In the video, Owusu describes why she chose Stony Brook, and the pride she feels as a Stony Brook student.
“I’m a student in New York because I know I can get a world class affordable higher education. I have a sense of pride and excitement knowing that I attend the school that leads the way in research and innovation is what I like to call my flex to my friends and family who know about the great things happening at Stony Brook, and I get to say to them, yes, I get to go there,” said Owusu in the video.
A team from the governor’s office came to the campus to video Owusu in various spaces, and her message supports the governor’s initiatives to increase access to higher education in New York as part of her “Our New York, Our Future” agenda.
Owusu was nominated for the video by Kerri Mahoney, director of the Center for Prevention and Outreach (CPO), where Owusu serves as a peer education specialist. In her role, Owusu assists in planning professional development events for the team of CPO interns and aids in recruiting interns for the office.
“After the call went out looking for a student from New York that represented and embodied what it means to be a SUNY student, but even more so a Stony Brook student, I immediately thought of Kimberley,” said Mahoney. “She takes pride in her work, acts with patience and kindness, motivates others to strive for better and serves as a role model to her peers.”
Owusu became involved with the CPO office as an intern during her junior year, and the experience has helped to solidify her plans to pursue a master’s degree in healthcare administration and to work in healthcare following her graduation.
“Where I live upstate in the Corning Elmira area, it’s very hard to get a lot of healthcare experience that’s not clinical, especially important for someone who wants to go on to healthcare administration,” Owusu said. “I love being on campus reaching out to students and I like to be involved. As part of the internship in CPO, we got to curate projects on our own. That helped me decide that I wanted to go into healthcare administration and work in community health and outreach.”
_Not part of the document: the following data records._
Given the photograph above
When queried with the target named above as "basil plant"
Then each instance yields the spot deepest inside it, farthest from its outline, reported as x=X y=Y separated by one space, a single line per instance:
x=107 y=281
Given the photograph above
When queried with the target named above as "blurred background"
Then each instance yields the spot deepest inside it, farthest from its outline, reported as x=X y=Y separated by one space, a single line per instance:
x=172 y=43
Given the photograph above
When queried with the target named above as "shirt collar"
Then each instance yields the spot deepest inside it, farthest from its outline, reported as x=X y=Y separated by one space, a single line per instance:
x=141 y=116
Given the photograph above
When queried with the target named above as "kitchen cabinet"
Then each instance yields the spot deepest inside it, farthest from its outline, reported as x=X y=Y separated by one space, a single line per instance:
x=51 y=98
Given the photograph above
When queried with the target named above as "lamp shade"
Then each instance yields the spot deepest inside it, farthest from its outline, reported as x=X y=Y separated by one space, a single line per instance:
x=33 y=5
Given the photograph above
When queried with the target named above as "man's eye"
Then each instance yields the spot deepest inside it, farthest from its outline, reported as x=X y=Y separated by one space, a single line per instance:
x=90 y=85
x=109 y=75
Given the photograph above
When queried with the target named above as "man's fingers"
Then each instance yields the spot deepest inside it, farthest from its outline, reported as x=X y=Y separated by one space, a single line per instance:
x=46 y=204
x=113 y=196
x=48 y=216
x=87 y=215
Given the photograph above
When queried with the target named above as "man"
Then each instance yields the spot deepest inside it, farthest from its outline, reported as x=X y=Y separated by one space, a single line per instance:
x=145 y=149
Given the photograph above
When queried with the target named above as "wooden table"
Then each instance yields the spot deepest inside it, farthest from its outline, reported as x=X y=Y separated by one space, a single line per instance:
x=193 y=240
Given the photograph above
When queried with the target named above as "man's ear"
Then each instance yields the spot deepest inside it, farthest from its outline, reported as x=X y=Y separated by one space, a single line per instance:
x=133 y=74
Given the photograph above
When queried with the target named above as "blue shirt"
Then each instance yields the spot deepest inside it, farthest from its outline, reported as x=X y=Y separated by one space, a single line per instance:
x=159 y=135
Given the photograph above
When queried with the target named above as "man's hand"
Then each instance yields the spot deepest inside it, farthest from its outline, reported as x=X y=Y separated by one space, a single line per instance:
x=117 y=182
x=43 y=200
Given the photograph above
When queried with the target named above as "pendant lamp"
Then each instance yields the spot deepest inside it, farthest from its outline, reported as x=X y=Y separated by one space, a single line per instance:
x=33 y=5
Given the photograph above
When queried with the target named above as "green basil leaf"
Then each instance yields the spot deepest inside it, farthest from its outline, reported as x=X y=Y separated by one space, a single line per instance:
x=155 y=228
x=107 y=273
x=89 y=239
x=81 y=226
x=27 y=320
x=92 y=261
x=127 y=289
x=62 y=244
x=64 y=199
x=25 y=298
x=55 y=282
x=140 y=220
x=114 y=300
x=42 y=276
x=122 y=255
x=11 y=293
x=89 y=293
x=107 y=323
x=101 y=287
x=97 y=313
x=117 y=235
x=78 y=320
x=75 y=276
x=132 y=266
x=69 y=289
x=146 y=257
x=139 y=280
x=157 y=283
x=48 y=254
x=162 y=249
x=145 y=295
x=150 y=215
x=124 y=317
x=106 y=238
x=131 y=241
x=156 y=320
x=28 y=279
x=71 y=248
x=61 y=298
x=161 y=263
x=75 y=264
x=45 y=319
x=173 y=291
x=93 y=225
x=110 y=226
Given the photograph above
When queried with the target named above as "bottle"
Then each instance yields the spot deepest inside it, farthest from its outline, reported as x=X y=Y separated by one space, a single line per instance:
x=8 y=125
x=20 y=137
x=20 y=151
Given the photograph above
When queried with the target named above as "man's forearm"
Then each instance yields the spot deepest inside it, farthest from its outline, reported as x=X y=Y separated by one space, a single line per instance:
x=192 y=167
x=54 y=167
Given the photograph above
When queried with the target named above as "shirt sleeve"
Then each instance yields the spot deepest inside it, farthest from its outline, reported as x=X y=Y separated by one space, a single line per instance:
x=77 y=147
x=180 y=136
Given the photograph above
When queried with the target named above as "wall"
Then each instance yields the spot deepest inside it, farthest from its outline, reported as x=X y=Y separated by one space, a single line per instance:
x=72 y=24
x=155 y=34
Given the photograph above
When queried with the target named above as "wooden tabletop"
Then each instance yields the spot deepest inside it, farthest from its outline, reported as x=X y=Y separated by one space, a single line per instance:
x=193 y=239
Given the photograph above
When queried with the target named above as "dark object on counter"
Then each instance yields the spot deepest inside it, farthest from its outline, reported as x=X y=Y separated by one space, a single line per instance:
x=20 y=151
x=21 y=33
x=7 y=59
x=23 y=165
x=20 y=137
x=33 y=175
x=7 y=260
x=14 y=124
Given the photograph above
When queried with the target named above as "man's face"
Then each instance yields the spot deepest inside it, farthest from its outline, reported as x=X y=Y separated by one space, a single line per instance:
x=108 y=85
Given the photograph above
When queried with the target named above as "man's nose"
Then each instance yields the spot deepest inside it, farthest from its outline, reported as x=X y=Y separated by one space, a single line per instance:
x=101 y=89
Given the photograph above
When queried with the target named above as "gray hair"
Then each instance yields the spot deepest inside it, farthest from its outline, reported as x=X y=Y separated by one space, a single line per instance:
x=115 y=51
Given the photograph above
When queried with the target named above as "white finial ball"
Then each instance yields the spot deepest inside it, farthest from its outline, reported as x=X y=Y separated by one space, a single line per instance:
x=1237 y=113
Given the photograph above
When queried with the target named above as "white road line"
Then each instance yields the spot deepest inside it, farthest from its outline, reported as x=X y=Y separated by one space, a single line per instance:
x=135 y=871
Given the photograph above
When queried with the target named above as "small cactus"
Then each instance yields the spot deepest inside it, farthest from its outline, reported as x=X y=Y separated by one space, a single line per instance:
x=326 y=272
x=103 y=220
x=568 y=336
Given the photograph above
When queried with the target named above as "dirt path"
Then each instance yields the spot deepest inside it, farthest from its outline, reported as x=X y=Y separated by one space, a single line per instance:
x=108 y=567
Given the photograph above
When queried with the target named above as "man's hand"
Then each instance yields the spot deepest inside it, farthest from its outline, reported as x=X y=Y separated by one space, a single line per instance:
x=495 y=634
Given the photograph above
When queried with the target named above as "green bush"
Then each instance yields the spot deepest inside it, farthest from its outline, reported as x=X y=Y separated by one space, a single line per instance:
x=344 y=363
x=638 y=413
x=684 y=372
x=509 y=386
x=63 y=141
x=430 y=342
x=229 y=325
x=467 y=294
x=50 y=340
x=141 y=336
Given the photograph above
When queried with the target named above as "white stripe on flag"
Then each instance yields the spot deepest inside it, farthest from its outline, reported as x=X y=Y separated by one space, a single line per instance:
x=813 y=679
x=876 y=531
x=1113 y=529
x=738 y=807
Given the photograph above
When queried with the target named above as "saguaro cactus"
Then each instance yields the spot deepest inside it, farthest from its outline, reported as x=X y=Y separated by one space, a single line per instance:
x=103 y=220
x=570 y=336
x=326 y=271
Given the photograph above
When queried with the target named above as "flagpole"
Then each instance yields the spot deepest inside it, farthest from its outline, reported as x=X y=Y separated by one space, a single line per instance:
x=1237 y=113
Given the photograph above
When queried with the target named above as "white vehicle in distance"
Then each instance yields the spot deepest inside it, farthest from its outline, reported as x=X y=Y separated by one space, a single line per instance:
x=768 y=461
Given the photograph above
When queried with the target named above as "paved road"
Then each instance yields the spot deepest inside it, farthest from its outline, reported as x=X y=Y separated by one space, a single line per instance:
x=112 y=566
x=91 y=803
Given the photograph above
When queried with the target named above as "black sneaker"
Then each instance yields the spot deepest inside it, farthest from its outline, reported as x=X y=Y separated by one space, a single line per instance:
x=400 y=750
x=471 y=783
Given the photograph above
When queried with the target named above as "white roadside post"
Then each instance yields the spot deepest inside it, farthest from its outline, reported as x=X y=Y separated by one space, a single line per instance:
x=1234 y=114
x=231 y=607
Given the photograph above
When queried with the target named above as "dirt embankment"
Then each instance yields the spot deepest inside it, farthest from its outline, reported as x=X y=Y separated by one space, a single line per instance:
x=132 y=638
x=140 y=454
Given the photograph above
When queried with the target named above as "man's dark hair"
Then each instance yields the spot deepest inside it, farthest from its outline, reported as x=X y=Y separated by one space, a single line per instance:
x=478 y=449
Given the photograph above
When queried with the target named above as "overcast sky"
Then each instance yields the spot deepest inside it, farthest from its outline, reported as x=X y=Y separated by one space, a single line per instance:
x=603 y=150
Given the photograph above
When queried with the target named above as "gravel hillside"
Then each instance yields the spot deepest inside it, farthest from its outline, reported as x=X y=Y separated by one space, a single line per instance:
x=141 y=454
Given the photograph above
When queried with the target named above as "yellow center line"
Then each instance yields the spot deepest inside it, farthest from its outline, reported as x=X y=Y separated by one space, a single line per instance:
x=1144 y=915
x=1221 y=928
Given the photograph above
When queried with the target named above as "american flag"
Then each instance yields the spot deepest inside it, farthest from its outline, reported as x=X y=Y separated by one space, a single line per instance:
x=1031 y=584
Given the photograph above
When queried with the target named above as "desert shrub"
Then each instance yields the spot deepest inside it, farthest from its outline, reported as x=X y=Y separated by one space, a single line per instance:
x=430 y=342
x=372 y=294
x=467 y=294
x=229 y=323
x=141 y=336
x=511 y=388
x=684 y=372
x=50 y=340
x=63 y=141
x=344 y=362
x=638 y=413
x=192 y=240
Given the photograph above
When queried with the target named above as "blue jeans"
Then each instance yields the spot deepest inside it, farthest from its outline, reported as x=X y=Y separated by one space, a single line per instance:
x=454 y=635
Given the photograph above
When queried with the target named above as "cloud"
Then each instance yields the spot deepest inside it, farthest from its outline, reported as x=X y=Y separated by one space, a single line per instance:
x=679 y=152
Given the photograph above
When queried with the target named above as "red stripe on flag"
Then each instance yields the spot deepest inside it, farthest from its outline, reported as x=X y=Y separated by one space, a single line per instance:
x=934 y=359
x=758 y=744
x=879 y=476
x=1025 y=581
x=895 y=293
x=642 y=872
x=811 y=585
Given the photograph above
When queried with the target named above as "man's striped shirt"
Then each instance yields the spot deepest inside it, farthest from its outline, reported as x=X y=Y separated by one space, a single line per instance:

Owusu also serves on the Black Student Union and is a student assistant in the Stony Brook Office of the President, where she helps to field incoming phone calls and assist with office projects. Some of her favorite campus activities are the galas and fashion shows organized by the African Student Union committee.
She cited Maria Nagan, professor of practice in the Department of Chemistry, as the faculty member who most influenced her time at Stony Brook. Owusu’s first year courses were entirely online during the COVID-19 pandemic, yet Nagan made sure that she connected to her students through virtual chats and office hours.
“It’s really inspiring to see the work that she is doing in her lab as a woman in STEM, and she’s also very approachable. We will talk about our families, and she really wanted to know me as a person,” said Owusu.
While Owusu was anxious about living on campus sophomore year after her first year was spent living at home with online courses due to COVID-19, becoming involved on campus helped her find a close group of friends. She advises students who are new to Stony Brook to get involved and get involved early on.
“One thing I regret is not getting involved more or sooner in clubs or even events to meet new people,” she said. “That’s how you become more involved in the community at Stony Brook. Also, go to professor office hours! Not only will you get the help you need to succeed, but you’ll build a personal relationship with your professor.”